What do effective altruists think about population ethics? I asked about this on Slate Star Codex, and got the impression that there’s too much disagreement for there to be an Official Position about this. I’m asking again here since I want to know what the general range of opinions on this is. Do you think that the number of future lives should be valued systematically, and if so, what sorts of future lives do you think we should:
Nick Beckstead’s thesis “On the Overwhelming Importance of the Far Future” deals thoroughly with these questions from the perspective of Effective Altruism (albeit within the framework of a Philosophy PhD). See especially chapter 4.
Working through the thought experiments he presents and seeing the different unintuitive consequences of each theory changed my mind: I had strong intuitions that creating extra happy lives had no moral value, but I’m now convinced that doesn’t make sense. I also agree with Ryan that the question becomes less about what is worth adding and what isn’t, and more about what we fundamentally value and whether that will be increased.
This is an argument that I’ve previously made, but I can’t recall ever seeing anyone else ever make it. I wish you hadn’t deleted your account so I could see who you were!
I was too lazy to specify that I was talking about the world as it is.
A couple might have a third (or first, or...) child, or they might not. I can accept that the two possibilities lead to slightly different total or average utilities, but as I said, I am not utilitarian on this point. I think we just allow people to choose how many children they have, and we build the rest of ethics around that.

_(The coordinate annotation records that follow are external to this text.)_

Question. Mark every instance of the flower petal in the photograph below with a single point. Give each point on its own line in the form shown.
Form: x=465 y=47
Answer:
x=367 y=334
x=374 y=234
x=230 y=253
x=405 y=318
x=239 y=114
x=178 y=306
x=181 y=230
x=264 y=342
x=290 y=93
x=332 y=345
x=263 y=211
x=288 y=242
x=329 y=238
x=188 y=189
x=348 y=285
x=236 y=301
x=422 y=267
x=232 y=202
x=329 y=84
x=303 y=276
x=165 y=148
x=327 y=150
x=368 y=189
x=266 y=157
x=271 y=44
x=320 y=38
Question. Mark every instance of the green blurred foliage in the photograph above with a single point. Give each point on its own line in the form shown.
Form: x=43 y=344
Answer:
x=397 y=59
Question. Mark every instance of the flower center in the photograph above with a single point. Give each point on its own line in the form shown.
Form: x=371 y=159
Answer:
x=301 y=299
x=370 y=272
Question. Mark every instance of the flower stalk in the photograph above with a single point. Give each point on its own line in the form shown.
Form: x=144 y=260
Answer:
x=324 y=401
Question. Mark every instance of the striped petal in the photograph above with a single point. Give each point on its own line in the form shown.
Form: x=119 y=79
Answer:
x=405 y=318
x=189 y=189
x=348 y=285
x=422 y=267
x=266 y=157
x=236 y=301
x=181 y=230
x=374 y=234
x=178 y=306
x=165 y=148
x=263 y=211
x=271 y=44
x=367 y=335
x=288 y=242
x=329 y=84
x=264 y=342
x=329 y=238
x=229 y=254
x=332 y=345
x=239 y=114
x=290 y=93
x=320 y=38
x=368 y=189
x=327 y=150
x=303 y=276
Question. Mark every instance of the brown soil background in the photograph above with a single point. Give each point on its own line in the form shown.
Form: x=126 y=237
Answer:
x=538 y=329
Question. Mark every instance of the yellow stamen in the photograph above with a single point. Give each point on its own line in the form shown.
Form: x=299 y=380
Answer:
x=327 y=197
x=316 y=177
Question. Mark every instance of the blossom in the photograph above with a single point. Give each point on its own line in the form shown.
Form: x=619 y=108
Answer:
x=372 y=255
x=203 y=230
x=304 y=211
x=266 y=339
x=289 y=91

I’ll write more on this but for now, I’ll just state my beliefs without really explaining why I believe them:
Asking ’how should I feel about adding a life is the wrong kind of question to ask
The right question to ask is ’what is valuable in life, and will this be present in that person’s life
It’s not clear that we have a good concept of identity that persist over time but separate people
We should evaluate actions based on their impact on people’s lives, treating all people equally—present or future (or possibly past, depending on your moral system and philosophy of physics), local or far away, existent or not-yet-existent.
All population ethical systems have some unintuitive consequences. It’s a matter of picking the best. (or formulating a compromise)
If you try to make a bonus or a penalty for each life created, then you get weird results, and it becomes even less intuitive.
To the extent that we take a hard-line utilitarian view, we should judge the creation of lives purely based on the life that is created, without bonuses or penalties.
To me, the decision (freely made) to have children is morally neutral—I am not utilitarian on this topic.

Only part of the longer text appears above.